Speaker: Tatiana Gvozdeva
Affiliation: The University of Auckland
Title: Roughly weighted games with interval thresholds
Date: Friday, 30 Apr 2010
Time: 3:00 pm
Location: Room 401 (small math seminar room)
It is very well-known that not every simple game has a representation as weighted majority game. The first step in attempt to characterise non-weighted games was the introduction of the class of roughly weighted games. This concept proved to be useful. It realises a very common idea in Social Choice that sometimes the rule needs an additional tie-breaking rule that helps to decide who is the winner if the results of all candidates are on a certain ‘threshold’. We gave a criterion of rough weightedness in the previous talk at this seminar. However not all games are even roughly weighted. Hence we need a more general construction to represent all games.
In this paper we introduce and explore several concepts that generalise roughly weighted games in several directions.
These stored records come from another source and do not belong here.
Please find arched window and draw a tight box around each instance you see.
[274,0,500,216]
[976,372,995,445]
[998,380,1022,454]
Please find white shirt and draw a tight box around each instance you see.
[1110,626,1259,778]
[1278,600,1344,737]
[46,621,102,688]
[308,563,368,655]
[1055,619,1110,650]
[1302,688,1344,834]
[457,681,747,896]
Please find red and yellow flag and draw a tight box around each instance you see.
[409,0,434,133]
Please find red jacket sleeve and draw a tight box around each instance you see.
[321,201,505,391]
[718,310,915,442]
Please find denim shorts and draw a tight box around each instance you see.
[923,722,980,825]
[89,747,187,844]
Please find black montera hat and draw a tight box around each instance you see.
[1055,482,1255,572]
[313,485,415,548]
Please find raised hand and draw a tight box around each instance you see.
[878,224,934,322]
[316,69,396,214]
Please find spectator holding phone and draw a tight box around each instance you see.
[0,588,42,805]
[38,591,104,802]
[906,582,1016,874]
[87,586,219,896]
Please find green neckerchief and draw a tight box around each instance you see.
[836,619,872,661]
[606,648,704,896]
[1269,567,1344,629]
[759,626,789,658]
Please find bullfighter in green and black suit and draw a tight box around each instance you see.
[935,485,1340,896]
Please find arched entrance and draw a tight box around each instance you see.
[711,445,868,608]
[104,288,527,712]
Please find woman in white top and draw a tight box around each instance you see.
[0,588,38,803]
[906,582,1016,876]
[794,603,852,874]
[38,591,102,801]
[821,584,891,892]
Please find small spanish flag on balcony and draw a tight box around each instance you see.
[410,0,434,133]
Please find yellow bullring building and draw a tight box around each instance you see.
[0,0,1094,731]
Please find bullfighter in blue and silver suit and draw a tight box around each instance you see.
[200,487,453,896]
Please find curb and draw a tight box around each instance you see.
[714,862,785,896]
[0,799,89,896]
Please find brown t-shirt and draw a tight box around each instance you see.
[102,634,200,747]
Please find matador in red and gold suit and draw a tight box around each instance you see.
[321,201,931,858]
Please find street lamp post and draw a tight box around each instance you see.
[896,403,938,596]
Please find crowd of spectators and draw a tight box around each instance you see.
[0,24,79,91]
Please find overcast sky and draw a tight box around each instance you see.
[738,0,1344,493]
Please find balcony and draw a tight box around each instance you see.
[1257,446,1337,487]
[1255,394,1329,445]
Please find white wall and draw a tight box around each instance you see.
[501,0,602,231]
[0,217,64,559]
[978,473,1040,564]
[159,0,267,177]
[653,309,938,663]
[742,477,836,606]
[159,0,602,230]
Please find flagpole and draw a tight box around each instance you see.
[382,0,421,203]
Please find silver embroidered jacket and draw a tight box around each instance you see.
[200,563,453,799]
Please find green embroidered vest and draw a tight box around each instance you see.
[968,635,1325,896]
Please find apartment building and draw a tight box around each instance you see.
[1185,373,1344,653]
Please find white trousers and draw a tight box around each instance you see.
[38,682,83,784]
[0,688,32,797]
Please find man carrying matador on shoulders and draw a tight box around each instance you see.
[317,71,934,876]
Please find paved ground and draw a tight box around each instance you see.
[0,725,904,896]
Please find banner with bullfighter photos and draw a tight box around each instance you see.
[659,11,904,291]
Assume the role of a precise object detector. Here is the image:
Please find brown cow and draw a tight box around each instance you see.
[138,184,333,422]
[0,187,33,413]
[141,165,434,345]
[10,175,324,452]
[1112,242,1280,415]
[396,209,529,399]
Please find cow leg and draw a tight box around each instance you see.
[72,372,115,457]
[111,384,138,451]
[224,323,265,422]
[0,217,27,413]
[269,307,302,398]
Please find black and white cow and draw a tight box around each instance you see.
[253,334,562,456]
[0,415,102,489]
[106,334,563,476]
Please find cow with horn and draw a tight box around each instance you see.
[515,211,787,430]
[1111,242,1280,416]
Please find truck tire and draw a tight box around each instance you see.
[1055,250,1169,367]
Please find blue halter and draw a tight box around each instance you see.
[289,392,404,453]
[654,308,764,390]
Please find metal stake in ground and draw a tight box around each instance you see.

One idea is to make the threshold thicker, i.e. use not a number but an interval for it. A good example of this situation would be a faculty vote. If neither side controls a 2/3 majority (calculated in faculty members or their grant dollars), then the Dean would decide the outcome. We can keep weights normalised so that the lower end of the interval is fixed at 1, then the right end of the interval becomes a “resource” parameter. We show that all class of games split into the hierarchy of classes of games define by this parameter. We show that as it increases we get strictly greater descriptive power, i.e., if the resource parameter gets larger, strictly more games can be described.
A situation when the number of players n is fixed also of interest. Then there is an interval [1,s(n)], numbers from which provide us with a resource parameter for every game. There will be finitely many numbers q in this interval such that the interval [1,q] represents more n-player games that any interval [1,q’] with q'<q. We call the set of such numbers the nth spectrum. We calculate the spectrum for n<7. Also we present an upper bound for s(n).
Another hierarchy of games emerges when we restrict the number of possible values that the weight of a coalition might be when this weight is in the threshold interval.